Sounds like an interesting project.

> Indeed, the concrete business case can make things quite different. As
> you both went into the details I will provide you more info.
>
> I'm using a GUID as the key, so yes, its not likely to create any
> duplicate entry. That's nothing I worry about. However, as I'm storing
> only unique chess positions which are represented as a string (or
> fixed char) I have to take care that these positions only exist once
> in the database. I call this column FEN (Forsyth-Edwards Notation). I
> have a surrogate key (PositionGUID) and the natural candidate key FEN
> which is an unique index. That's why I'm doing the exist check before
> I create a new chess position entry, only for the FEN.
>
> Important to know: I'm using embedded Firebird and there is only one
> user accessing the database. I'm offering my freeware chess programm
> via download (www.chesspositiontrainer.com) so we don't have to take
> care of any possible concurrency situation. This allows us to think
> about some "special" solutions.
>
> For the moment I figured out the fastest implementation is to use a
> transaction and run a stored procedure which checks whether a position
> exists already (based on the FEN) and if not will add it to the
> database. It returns the PositionGUID. Now, I'm addionally handling an
> arraylist of these GUID's and FEN's in the background. Before I call
> the stored procedure I call Find(FEN) on the arraylist. If I already
> checked the position (based on the FEN) I don't have to run the stored
> procedure anymore. This is a major time safer.
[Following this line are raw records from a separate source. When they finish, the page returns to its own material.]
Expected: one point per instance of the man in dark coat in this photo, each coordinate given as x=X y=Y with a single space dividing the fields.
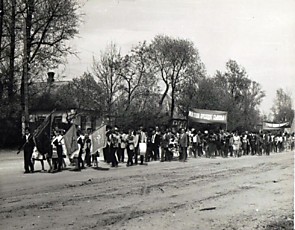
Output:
x=28 y=147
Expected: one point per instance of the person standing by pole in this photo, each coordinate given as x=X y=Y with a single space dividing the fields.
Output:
x=28 y=147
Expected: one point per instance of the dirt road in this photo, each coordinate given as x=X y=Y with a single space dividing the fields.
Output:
x=251 y=192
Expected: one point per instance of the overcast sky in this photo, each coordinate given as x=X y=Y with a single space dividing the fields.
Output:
x=258 y=34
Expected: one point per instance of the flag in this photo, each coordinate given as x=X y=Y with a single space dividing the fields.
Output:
x=41 y=136
x=98 y=139
x=70 y=139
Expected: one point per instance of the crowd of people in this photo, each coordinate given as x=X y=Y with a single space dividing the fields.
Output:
x=141 y=146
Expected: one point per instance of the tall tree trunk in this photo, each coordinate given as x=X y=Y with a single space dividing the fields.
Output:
x=164 y=95
x=26 y=59
x=1 y=25
x=172 y=103
x=12 y=51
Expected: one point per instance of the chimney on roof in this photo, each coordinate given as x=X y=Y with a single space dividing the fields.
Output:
x=50 y=78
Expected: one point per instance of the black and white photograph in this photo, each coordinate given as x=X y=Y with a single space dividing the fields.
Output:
x=147 y=114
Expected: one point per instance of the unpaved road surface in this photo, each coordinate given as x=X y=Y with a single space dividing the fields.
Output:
x=252 y=192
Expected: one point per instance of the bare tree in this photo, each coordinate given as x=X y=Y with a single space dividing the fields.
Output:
x=107 y=72
x=172 y=59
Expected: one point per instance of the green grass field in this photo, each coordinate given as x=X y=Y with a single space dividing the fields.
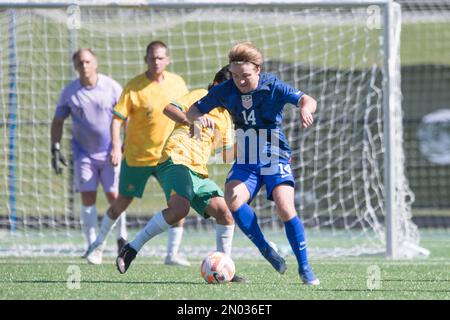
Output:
x=148 y=278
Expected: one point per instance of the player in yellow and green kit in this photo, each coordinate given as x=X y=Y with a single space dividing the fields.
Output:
x=141 y=104
x=183 y=175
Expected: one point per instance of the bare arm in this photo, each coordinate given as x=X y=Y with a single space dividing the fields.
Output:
x=194 y=115
x=56 y=130
x=176 y=114
x=308 y=106
x=229 y=155
x=116 y=152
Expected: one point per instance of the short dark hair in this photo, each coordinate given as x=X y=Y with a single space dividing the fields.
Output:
x=222 y=75
x=156 y=44
x=76 y=55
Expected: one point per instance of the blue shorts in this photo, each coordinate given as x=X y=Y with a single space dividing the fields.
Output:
x=254 y=177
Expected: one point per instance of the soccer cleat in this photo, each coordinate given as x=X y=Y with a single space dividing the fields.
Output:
x=126 y=255
x=308 y=277
x=274 y=258
x=121 y=242
x=94 y=254
x=176 y=260
x=238 y=279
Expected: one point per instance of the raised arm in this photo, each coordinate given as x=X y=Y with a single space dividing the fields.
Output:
x=116 y=151
x=194 y=115
x=308 y=106
x=174 y=113
x=55 y=136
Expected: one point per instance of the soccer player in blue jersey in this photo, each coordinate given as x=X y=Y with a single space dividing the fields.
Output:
x=255 y=101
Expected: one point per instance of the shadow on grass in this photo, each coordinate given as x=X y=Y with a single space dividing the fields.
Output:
x=105 y=282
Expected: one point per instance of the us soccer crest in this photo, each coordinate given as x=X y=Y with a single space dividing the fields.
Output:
x=247 y=101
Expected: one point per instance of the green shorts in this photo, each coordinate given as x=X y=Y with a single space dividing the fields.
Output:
x=132 y=180
x=179 y=179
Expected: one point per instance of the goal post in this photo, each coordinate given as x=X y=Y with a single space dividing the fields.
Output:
x=349 y=166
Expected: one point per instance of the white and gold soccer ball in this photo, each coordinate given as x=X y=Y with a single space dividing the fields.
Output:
x=217 y=267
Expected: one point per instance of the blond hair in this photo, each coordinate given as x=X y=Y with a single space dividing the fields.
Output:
x=245 y=52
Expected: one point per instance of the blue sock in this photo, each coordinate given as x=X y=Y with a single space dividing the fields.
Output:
x=247 y=221
x=296 y=236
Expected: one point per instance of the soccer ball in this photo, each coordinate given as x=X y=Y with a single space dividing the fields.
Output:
x=217 y=267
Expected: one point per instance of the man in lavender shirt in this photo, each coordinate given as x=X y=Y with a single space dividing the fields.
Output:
x=89 y=100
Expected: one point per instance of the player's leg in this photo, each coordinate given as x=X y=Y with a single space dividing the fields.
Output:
x=177 y=184
x=241 y=186
x=217 y=208
x=89 y=215
x=86 y=182
x=131 y=184
x=109 y=177
x=177 y=209
x=280 y=188
x=175 y=234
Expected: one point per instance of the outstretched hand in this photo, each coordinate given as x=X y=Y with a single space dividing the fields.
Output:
x=306 y=117
x=57 y=159
x=204 y=121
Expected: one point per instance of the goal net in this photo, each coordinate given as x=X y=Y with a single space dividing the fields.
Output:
x=349 y=166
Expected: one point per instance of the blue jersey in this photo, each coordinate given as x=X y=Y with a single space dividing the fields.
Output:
x=257 y=113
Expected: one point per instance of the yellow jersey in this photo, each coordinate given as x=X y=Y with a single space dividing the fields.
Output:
x=141 y=104
x=194 y=152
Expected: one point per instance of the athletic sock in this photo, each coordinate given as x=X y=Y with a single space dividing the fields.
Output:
x=296 y=236
x=224 y=238
x=174 y=240
x=247 y=221
x=89 y=222
x=155 y=226
x=105 y=227
x=122 y=227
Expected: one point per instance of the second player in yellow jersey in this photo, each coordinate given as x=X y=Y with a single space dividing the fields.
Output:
x=195 y=152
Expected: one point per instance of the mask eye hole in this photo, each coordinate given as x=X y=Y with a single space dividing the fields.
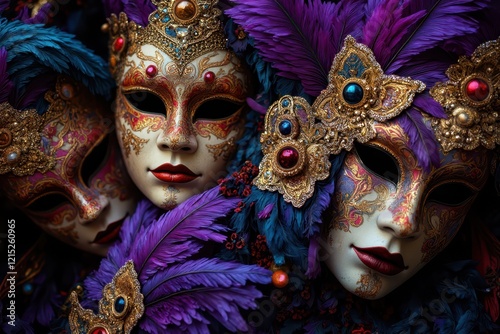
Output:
x=216 y=109
x=146 y=101
x=451 y=194
x=47 y=203
x=378 y=162
x=94 y=161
Well if you really required the performance, in this scenario you
could get away with removing the unique constraint if you are testing
for it outside the database. Also the number of queries within the
transaction does have an impact on the performance, and others will be
able to suggest a more optimum inserts between commits figure. You are
already using the fastest win32 FB server type.

>
> I know this is not the standard solution, but to use a find on the
> arraylist costs about 3 seconds for 14.000 queries while it would take
> much more time to do always the query on the database. In my scenario
> the total number of database calls is reduced to 5.000 due to my
> temporarly array list. You can see that the import usually finds many
> duplicates which it has already checked/imported and thus this
> additional arraylist makes sense.
>
> Beside that like I said I'm using one transaction and I don't dispose
> the command object to call the stored procedure. I'm only changing the
> vaues of the parameters. After the import is done I call Commit().
>
> This way I was able to reduce the import down to 40 seconds which
> would take several minutes before. However, one commercial competition
> is doing it within 10 seconds. That's bugging me a little bit, but
> then again I'm now using a true database which doesn't seem to slow
> down with an increasing database and I'm storing more information than
> the competition does.

How much more are you storing? Is it significant enough to explain the
difference.

> Also I'm using transaction and indexes and I
> know that the "competition" database quite often corrupts (the price
> of speed and not using a true database I think).
>

Given that you are the only user, you could disable all the indexes
during the batch of inserts, and re-enable it at the end. Keeping an
index up to date does have a cost, and in this case you may be able to
get around it.

Also, what is your system doing for 40 seconds (is it I/O or CPU bound?)

Adam